Mi lanciò un'occhiata, e finì con un sorso la sua tazza di tè. La bevanda può essere chiamata tè; ricavata da grano di perni cotto e tostato, l'orsh è una bevanda bruna, dolceamara, ricca di vitamine A e C, zucchero, e di un piacevole, blando stimolante che ha qualche parentela con la lobelina. Dove non c'è birra, su Inverno, c'è l'orsh; dove non esistono né birra, né orsh, non c'è gente.

— Sarà duro — disse, posando la tazza. — Molto. Senza fortuna, non potremo mai riuscirci.

— Preferirei morire sul Ghiaccio piuttosto che in quella melma dalla quale mi avete tirato fuori.

Tagliò una fetta di «pane» secco, me la offrì, ne tagliò un'altra per sé, e sedette pensieroso, masticando.

— Avremo bisogno di altro cibo — disse.

— Cosa accadrà se riusciamo ad arrivare in Karhide… a voi, intendo? Siete sempre proscritto.

Rivolse su di me il suo sguardo scuro, da lontra.

— Sì. Suppongo che resterò da questa parte.

— E quando essi scopriranno che avete aiutato il loro prigioniero a fuggire?

— Non dovranno scoprirlo. — Sorrise, un sorriso pallido, e disse, — prima di tutto, dobbiamo attraversare il Ghiaccio.

Esclamai:

— Sentite, Estraven, volete perdonarmi per quanto ho detto ieri…

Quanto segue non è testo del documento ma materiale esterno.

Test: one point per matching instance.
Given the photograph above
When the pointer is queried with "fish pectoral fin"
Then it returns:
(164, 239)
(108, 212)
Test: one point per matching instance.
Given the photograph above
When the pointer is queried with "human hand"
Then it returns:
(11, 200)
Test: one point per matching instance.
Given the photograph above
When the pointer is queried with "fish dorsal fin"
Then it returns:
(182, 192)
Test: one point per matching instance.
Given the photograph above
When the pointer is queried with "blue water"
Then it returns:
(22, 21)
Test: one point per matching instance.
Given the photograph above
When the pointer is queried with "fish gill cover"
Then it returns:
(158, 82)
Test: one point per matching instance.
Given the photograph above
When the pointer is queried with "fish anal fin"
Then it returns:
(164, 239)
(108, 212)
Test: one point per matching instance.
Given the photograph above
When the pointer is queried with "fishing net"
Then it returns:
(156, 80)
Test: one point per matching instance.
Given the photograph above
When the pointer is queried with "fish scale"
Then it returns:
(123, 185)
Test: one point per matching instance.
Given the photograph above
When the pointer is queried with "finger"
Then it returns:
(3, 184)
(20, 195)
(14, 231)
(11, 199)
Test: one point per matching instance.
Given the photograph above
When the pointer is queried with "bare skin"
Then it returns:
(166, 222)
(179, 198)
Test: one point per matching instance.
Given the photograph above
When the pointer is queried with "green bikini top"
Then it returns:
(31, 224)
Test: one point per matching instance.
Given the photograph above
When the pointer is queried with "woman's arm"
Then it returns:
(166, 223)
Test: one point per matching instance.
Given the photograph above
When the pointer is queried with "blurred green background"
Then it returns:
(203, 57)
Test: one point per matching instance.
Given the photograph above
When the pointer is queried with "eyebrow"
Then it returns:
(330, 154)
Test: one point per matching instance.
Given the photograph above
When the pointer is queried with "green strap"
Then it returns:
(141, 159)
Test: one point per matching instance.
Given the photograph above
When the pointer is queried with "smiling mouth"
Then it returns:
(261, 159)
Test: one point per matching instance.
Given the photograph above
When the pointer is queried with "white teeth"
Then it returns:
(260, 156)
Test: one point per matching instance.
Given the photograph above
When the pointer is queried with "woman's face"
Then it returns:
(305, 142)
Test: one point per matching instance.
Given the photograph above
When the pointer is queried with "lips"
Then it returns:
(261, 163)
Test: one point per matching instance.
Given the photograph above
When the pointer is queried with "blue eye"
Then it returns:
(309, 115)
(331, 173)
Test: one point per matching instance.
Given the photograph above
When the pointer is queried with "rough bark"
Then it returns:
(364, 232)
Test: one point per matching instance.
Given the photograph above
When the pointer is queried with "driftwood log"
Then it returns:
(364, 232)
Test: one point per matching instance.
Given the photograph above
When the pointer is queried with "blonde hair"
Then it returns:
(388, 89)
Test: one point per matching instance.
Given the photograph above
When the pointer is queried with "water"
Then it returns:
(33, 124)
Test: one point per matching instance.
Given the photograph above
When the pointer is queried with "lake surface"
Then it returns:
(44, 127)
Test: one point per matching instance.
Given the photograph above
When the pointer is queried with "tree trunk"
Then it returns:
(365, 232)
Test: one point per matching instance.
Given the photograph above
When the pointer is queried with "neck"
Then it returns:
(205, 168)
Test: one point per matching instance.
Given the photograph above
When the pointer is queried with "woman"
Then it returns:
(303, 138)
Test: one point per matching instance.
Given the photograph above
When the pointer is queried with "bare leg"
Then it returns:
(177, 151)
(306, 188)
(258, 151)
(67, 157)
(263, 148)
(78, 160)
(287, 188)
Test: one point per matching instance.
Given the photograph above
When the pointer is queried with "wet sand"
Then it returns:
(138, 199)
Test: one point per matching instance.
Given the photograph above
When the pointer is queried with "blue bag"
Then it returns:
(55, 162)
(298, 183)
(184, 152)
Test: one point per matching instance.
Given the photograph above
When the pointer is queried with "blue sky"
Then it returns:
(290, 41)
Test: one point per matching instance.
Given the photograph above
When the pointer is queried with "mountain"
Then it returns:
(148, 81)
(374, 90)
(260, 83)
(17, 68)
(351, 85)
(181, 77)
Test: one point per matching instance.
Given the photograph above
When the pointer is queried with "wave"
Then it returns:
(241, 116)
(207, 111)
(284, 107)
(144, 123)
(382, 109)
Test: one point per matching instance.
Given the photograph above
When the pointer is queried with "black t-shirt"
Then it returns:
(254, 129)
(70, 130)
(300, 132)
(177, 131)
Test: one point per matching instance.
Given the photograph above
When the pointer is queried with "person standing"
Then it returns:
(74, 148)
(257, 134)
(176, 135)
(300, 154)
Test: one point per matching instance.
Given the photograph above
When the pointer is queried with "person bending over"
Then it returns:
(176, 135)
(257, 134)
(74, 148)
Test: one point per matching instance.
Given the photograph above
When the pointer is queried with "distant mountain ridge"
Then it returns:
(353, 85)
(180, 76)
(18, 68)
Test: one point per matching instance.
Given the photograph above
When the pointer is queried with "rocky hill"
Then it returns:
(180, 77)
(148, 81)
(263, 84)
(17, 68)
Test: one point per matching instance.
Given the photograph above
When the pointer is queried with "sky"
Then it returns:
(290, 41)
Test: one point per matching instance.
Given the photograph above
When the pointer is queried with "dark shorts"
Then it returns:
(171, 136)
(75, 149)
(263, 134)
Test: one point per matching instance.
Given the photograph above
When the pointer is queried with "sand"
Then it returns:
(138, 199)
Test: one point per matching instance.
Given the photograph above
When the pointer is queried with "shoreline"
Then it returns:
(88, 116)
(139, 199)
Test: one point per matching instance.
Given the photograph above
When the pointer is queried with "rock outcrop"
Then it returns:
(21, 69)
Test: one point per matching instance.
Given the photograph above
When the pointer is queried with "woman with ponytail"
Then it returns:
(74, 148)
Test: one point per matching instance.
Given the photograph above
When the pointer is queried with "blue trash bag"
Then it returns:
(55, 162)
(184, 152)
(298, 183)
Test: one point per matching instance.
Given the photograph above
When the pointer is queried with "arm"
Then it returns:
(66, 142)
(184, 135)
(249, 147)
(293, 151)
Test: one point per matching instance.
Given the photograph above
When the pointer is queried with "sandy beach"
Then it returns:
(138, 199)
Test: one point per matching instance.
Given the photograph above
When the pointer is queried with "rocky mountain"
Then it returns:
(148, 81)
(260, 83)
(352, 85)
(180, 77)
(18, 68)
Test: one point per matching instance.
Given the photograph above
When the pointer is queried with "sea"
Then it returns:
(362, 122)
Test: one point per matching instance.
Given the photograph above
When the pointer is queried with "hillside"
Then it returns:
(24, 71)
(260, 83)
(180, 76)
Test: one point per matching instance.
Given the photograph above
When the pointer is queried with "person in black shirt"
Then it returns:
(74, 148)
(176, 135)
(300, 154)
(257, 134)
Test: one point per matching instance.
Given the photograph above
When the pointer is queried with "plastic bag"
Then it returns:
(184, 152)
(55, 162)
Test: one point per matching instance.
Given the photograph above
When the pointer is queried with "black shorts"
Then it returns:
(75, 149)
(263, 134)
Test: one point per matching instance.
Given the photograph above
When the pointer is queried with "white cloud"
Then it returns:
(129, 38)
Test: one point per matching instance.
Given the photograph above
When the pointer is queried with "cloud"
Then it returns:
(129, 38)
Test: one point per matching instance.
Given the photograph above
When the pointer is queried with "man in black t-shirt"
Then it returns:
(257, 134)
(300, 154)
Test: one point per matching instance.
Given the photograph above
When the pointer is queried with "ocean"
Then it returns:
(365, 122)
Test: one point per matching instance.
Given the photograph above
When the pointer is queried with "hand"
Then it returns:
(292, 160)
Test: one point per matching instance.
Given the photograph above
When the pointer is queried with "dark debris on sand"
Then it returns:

Nusuth. - Si alzò, sempre masticando, indossò lo hieb, il soprabito, e le scarpe, e scivolò, agile come una lontra, dalla porta della tenda, che si chiudeva ermeticamente da sola, proteggendoci dal freddo. Da fuori, si affacciò di nuovo e disse, — potrò tardare, o forse starò via per tutta la notte. Pensate di farcela, qui, da solo?

— Sì.

— Bene. — E con queste parole, se ne andò. Non ho mai conosciuto una persona che reagisse così totalmente e rapidamente a una situazione mutata, come Estraven. Cominciavo a riavermi, ed ero disposto a partire; lui era uscito dal thangen. Nell'istante in cui tutto questo era stato chiaro, lui se ne era andato. Era partito. Non era mai frettoloso, o impulsivo, ma era sempre pronto. Era il segreto, senza dubbio, della straordinaria carriera politica che aveva gettato via per me; era anche la spiegazione del fatto che lui credeva in me, e della sua devozione alla mia missione. Quando ero arrivato, lui era stato pronto. Nessun altro, su Inverno, lo era stato.